The safest course is to wait to submit any application to NIH until after operations resume and a Notice in the NIH Guide concerning adjusted submission dates is posted.

CONTACT WITH NIH STAFF: For the duration of the funding lapse, NIH extramural employees will be prohibited from working (remotely or in the office).

PEER REVIEW AND COUNCIL MEETINGS: For the duration of the funding lapse, the NIH will not be able to conduct initial peer review meetings – whether in-person or through teleconferences or other electronic media.

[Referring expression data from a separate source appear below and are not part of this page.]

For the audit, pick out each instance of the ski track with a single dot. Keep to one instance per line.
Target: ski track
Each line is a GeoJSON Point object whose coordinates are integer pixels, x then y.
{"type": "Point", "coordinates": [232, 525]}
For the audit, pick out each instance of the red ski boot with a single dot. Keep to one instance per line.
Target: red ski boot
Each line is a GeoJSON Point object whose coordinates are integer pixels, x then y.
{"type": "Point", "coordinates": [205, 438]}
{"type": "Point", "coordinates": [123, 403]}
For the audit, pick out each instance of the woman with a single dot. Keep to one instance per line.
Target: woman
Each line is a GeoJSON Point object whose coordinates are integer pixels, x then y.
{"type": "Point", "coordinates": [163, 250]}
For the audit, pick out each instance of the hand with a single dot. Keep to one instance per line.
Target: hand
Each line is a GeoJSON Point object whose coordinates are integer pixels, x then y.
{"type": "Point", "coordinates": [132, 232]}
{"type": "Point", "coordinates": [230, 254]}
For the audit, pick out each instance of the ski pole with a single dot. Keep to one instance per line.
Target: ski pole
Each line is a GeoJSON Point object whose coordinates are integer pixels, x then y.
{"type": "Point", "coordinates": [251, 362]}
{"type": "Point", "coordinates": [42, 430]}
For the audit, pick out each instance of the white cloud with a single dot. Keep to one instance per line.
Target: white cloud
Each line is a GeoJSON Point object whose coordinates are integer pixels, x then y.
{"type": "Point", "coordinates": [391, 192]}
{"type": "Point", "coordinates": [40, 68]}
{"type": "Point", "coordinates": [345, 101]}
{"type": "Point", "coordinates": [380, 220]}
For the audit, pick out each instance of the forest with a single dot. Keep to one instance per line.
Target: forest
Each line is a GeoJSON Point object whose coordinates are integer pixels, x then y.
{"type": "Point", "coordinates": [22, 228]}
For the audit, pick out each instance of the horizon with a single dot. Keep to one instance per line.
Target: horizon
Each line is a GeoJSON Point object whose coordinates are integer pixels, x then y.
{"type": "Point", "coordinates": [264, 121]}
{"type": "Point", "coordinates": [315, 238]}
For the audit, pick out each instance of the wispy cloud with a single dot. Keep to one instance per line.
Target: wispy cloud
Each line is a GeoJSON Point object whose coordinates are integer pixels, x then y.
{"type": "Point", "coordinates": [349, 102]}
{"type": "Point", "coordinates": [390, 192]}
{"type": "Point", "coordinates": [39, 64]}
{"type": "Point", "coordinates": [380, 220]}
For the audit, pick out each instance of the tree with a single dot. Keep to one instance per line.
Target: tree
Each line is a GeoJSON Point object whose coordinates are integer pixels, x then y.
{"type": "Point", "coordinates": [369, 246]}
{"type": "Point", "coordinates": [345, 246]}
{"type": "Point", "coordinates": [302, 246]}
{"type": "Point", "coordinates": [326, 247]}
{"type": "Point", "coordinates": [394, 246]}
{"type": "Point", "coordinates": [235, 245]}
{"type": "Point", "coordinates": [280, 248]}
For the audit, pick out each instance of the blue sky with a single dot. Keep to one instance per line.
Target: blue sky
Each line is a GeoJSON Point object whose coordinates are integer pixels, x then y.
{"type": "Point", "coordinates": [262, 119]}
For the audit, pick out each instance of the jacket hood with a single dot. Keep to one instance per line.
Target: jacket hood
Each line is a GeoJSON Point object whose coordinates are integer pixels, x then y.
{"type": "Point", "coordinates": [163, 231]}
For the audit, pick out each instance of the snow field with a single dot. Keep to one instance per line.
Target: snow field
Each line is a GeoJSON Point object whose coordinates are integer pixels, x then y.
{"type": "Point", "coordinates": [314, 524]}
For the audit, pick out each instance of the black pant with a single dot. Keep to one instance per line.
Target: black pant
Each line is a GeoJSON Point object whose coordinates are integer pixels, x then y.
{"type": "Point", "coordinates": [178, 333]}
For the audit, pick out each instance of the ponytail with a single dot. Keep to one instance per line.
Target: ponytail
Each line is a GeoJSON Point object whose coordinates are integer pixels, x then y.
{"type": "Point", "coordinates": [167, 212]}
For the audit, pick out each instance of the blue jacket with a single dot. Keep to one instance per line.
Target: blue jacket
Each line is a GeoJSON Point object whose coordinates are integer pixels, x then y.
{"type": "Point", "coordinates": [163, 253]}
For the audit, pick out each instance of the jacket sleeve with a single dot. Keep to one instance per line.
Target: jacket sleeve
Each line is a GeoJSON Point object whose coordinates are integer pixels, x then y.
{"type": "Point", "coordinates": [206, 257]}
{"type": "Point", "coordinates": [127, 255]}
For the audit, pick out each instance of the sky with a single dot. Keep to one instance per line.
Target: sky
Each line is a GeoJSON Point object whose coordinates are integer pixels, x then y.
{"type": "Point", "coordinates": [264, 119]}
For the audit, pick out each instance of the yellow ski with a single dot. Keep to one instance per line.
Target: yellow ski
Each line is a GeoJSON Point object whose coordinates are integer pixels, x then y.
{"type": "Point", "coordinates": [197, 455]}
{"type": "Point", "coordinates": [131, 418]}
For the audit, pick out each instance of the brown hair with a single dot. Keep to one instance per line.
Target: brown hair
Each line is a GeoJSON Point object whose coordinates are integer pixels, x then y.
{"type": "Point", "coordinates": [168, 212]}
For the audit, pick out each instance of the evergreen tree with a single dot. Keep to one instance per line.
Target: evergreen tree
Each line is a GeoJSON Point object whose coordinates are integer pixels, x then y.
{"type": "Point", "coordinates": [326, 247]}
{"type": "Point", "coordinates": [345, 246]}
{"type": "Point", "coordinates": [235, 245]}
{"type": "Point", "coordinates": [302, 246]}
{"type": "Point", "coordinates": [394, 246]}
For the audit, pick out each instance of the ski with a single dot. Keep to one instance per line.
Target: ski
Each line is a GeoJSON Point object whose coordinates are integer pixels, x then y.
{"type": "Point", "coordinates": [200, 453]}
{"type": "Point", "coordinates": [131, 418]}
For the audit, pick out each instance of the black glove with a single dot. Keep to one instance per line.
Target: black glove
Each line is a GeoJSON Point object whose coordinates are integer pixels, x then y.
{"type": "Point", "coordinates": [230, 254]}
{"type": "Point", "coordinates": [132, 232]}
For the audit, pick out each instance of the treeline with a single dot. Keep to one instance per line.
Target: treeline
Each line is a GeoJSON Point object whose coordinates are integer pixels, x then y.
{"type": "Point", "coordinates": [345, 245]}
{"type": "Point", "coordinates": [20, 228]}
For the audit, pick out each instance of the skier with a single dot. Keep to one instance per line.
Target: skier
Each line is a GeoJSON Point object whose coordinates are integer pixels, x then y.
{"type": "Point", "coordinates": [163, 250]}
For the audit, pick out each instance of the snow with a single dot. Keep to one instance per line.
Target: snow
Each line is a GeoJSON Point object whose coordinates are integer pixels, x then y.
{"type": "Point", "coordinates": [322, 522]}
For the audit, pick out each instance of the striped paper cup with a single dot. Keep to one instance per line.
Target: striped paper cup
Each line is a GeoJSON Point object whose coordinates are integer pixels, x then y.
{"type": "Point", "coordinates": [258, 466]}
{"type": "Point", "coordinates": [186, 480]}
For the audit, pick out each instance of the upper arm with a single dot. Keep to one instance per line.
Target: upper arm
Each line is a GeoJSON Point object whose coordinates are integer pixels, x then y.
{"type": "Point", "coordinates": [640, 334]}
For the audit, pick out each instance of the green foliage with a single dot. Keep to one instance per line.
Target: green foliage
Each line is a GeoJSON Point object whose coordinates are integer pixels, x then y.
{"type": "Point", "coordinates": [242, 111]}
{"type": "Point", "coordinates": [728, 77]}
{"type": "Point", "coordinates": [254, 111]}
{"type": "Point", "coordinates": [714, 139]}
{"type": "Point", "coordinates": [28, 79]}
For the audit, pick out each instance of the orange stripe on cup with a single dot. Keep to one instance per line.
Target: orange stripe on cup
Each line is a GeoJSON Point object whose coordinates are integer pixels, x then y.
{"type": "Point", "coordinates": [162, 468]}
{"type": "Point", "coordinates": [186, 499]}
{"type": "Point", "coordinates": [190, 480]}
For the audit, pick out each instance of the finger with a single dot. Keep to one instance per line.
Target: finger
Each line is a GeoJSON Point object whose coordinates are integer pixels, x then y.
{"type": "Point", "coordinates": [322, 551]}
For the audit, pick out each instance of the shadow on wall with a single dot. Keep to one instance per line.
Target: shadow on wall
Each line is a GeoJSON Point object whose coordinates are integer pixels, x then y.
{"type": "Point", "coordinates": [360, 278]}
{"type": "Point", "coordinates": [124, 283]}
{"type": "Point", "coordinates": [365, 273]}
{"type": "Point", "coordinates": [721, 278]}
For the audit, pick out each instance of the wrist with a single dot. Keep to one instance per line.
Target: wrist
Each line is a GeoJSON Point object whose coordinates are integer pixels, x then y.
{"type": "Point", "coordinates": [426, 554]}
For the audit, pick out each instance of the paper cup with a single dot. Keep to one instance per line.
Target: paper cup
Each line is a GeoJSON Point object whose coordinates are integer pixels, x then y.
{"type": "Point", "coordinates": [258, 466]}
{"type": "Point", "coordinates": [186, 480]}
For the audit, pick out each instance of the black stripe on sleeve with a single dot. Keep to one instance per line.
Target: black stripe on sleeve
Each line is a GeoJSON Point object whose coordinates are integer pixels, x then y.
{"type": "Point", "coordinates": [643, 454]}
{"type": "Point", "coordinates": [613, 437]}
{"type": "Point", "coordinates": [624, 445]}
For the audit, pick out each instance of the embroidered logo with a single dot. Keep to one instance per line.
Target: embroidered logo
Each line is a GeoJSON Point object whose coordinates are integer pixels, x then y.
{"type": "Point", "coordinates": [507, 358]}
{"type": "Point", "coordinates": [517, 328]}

Also during this time, the NIH staff will not be able to send or receive email messages, or update website information, and NIH computer systems that support review functions will not be operational.

CURRENTLY ACTIVE GRANT AWARDS:  For the duration of the funding lapse, all work and activities performed under currently active NIH grant awards may continue.  However, see Notice for limits on performing many of the reporting requirements associated with NIH grant funding.

With No Agreement on FY14 Budget, A Government Shutdown Looms…

Here we go again folks.  Fiscal year 2014 begins at midnight and once again there is no budget agreement. Normally when this happens, Congress votes to temporarily continue operating the federal budget at the levels from the previous fiscal year, as they continue to duke it out over funding issues. But this year, Obamacare has stirred up so much bipartisan animosity that a shutdown appears increasingly likely.

 

As I have written previously, I know only too well what happens during a government shutdown, as it happened in my first month of being a federal employee many years ago. All non-essential federal employees are furloughed. They may not work or travel for work, therefore all imminent trips planned by federal employees must be canceled. At NIH, the clinical center continues to operate and, for better or worse, we can still submit those R01s for the October 5 deadline. However, NSF has issued an announcement that while grants.gov may be operational,  “FastLane proposal preparation and submission will be unavailable”.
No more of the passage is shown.